Disfrutábamos verde campo, verde cielo y el tesoro inmenso de una inquietante y verde juventud. No fue en Escocia, ya me hubiese gustado, fue en Campano. No fue en su venta, ya me hubiese gustado más aún; fue concretamente en su campo de golf. Pongamos, ya que estamos, era Semana Santa.
Por aquel entonces, mi pasión por el golf nacía. He de confesar que ha nacido tantas veces como ha muerto, aunque siempre resucita, I don´t know why. Mi compañero de 9 hoyos por entonces era Mr. Watson, cuyo padre era socio del citado club. En la club house, reinaban las leyes latinas de otro viejo y golfo amigo conocido, que siempre me colaba de guatiné, y que por razones obvias oculto severamente su identidad: su nombre era Currito.
Corría la leyenda leyendosa, que María Jimenez tenía un chalet justo al margen derecho de la estrecha calle del hoyo 6 (par 5).
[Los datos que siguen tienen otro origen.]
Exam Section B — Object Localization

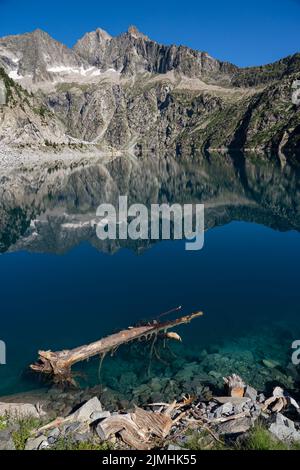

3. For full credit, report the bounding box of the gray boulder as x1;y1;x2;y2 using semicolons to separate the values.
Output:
214;403;233;418
71;397;102;423
0;429;15;450
25;435;49;450
91;411;111;423
245;385;258;401
217;417;253;436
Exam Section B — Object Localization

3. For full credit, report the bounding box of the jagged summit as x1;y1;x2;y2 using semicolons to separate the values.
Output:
127;25;150;41
0;29;89;82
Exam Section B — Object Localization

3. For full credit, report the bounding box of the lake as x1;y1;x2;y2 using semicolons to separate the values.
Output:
0;155;300;402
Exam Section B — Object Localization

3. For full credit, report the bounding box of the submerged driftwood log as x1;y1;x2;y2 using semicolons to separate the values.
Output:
30;312;203;385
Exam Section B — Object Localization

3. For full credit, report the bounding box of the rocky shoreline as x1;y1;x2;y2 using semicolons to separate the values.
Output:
0;374;300;450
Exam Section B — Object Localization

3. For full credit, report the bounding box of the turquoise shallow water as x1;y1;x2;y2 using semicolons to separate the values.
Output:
0;155;300;401
0;222;300;394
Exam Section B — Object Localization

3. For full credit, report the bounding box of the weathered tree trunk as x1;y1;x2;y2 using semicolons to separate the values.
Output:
30;312;203;384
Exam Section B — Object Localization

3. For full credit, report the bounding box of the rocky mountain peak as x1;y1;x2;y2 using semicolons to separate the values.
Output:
127;25;149;41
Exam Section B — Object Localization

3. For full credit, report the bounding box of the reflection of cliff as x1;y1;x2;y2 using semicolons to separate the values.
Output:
0;151;300;253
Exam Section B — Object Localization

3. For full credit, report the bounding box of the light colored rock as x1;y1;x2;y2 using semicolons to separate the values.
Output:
168;444;182;450
71;397;102;423
213;397;251;405
262;359;280;369
0;403;42;418
218;417;253;435
25;435;48;450
0;429;15;450
91;411;111;423
0;80;6;106
214;402;233;418
245;385;257;401
269;413;300;442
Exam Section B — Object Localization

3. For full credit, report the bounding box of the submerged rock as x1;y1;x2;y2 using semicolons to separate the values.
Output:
25;435;49;450
269;413;300;442
72;397;102;422
0;429;15;450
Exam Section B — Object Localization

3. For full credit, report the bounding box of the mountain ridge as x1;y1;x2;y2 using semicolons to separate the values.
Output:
0;26;300;161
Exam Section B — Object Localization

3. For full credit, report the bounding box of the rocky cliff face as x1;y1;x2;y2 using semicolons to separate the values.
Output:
0;154;300;253
0;27;300;160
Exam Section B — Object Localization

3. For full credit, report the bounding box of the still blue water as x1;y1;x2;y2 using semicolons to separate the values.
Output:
0;222;300;394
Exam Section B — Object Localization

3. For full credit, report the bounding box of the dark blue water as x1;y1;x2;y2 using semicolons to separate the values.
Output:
0;222;300;394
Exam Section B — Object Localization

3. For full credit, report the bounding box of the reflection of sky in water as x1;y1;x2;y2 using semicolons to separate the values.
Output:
0;222;300;396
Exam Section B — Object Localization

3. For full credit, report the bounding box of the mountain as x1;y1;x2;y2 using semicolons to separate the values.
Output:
74;26;237;83
0;26;300;162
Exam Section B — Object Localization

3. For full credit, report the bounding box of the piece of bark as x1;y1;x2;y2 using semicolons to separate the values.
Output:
30;312;203;385
223;374;246;397
97;414;149;450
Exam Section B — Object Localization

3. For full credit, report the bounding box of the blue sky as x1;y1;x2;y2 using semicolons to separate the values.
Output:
0;0;300;66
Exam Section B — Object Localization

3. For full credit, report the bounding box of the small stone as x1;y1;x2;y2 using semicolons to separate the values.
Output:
269;413;300;442
91;411;111;423
71;397;102;422
262;359;280;369
25;435;48;450
214;403;233;418
218;417;253;436
213;397;251;405
257;393;266;403
244;385;257;401
167;444;182;450
48;428;60;445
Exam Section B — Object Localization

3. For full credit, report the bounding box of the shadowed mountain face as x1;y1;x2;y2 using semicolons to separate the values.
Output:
0;154;300;253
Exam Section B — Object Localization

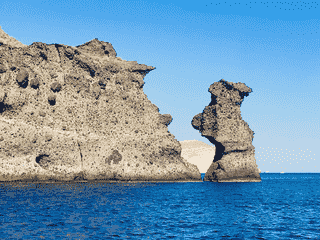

Había pasado por allí cientos de veces y nunca la vi. Pero aquel día algo extraño sucedió.
Mi partida seguramente iría como siempre: comercial tipo Nick Price o fatá der tó. Y llegamos al tee del hoyo 6. De Watson me resulta inolvidable su penetrante hierro 5, que inexperto entonces con las maderas, solía tomar en las salidas. Yo el hierro 5 de Watson, lo cambiaba por mi mítica madera 5, que nunca jamás me dio una satisfacción, pero que tanto adoraba.
Mi bola fue directa al margen derecho de la calle, reinada por un clásico slice porrillero. La bola pareció caer en el chalet de la famosa folclórica. Watson y yo fuimos en busca de la bola.
Cuando con paso firme, de golfero malo, nos acercamos a la valla del viejo chalet, había un hombre de pelo cano regando plácidamente su jardín de gramón descuidado. La bola brillaba en medio de su verde. Él estaba de espaldas a la bola, a nosotros y al campo. Parecía no querer saber nada del resto del mundo, y mucho menos de dos panolis como nosotros.
Se volvió tras mi llamada, y ¡coño!, ¡era “el estudiante”!. Watson y yo nos quedamos con la cara de pavo que se queda uno cuando ve a un famoso. De mala ostia, o eso me pareció a mí, fue a por mi bola a regañadientes, mientras en voz muy baja y para sí mismo, maldecía el golf y su mismísima puñetera madre. Su amabilidad le pudo y nos tiró la bola de vuelta por encima de la valla.
Pero aquello, el encontrarnos con el mítico “estudiante”, no podía quedar así. Y del alma me salió lo siguiente, justo tras devolvernos la bola:
- ¡¡Graciaaaaa…Sancho Gracia…!!, cometiendo así un fatídico error, tan infantil como estúpido.
Pepe Sancho, que en gloria esté, se cagó entonces en mi puñetera madre a boca llena y muy de verdad. También lo hizo en la madre que parió el golf… con sus muertos y todo, y eso que por lo visto jugaba. Bien que hizo.